The current study by Jiang et al contains valuable analysis data comparing the risks of complications based on differences in the waist length of the device: 3 and 4 mm.11 As the authors mentioned, from the point of external forces applied to the conduction system by the gripping force, the device with a 3-mm waist length could have a higher risk of conduction disturbance. The outcome of this study was almost comparable with previous studies; however, the sample size may have been too small to evaluate the risk of heart block or LBBB due to their low incidence. Of the 395 patients treated with the modified double-disk symmetrical devices, 6 (1.5%) patients developed complete LBBB and no patients developed complete heart block. All the 6 patients who developed complete LBBB did so within 5 days after the procedure. Five cases recovered to a normal rhythm (1 converted to right bundle branch block) with 3 patients recovered after surgical device removal in. Interestingly, although not statistically significant, complete LBBB was identified more commonly in patients treated with a 4-mm waist device, one patient (0.5%) with a 3-mm waist device (n=208) and in 5 patients (2.9%) with a 4-mm waist device (n=172).

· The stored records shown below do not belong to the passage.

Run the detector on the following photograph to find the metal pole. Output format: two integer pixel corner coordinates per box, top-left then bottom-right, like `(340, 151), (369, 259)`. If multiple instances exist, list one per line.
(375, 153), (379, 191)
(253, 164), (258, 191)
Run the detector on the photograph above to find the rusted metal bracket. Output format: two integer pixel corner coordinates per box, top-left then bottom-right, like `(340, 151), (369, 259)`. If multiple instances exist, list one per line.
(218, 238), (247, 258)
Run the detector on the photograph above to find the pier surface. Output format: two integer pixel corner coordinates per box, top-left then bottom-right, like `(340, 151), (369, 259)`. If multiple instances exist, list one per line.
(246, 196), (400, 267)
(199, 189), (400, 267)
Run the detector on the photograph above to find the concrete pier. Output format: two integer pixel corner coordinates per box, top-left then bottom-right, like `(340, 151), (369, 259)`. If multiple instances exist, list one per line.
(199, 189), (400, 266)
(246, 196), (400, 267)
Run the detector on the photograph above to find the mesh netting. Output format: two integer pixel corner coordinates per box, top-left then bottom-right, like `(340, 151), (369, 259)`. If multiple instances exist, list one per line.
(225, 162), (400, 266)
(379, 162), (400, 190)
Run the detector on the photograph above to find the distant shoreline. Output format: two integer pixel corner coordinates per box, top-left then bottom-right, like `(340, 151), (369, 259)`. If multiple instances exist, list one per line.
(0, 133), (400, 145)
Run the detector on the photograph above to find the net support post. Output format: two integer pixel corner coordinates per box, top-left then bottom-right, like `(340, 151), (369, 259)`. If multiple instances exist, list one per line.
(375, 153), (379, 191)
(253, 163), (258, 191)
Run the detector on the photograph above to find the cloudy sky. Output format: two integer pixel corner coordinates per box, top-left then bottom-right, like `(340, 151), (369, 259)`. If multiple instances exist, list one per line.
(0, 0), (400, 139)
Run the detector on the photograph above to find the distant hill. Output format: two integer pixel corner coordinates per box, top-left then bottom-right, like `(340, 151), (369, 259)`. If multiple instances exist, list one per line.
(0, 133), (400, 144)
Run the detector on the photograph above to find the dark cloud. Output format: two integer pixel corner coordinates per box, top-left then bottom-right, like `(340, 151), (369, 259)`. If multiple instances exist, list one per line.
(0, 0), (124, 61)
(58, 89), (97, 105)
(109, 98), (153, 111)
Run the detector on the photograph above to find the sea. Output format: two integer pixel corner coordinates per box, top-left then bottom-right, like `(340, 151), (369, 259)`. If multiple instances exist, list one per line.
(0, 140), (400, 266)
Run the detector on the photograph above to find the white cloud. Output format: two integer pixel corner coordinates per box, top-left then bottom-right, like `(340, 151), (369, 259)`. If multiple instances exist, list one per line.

The mechanism behind device-related conduction disturbances has not yet been clearly elucidated, and the results of this study may raise questions about the speculated pathophysiology thus far. Although the incidence of this complication has decreased significantly over time, it has not been eliminated entirely. For the wider adoption of transcatheter device closure of perimembranous VSD, it is crucial to reduce the incidence to below that of surgical closure and strive to approach “zero”. Urgent efforts are needed to clarify the mechanism of conduction disturbances and develop an “ideal” device design, and to improve procedures based on this understanding.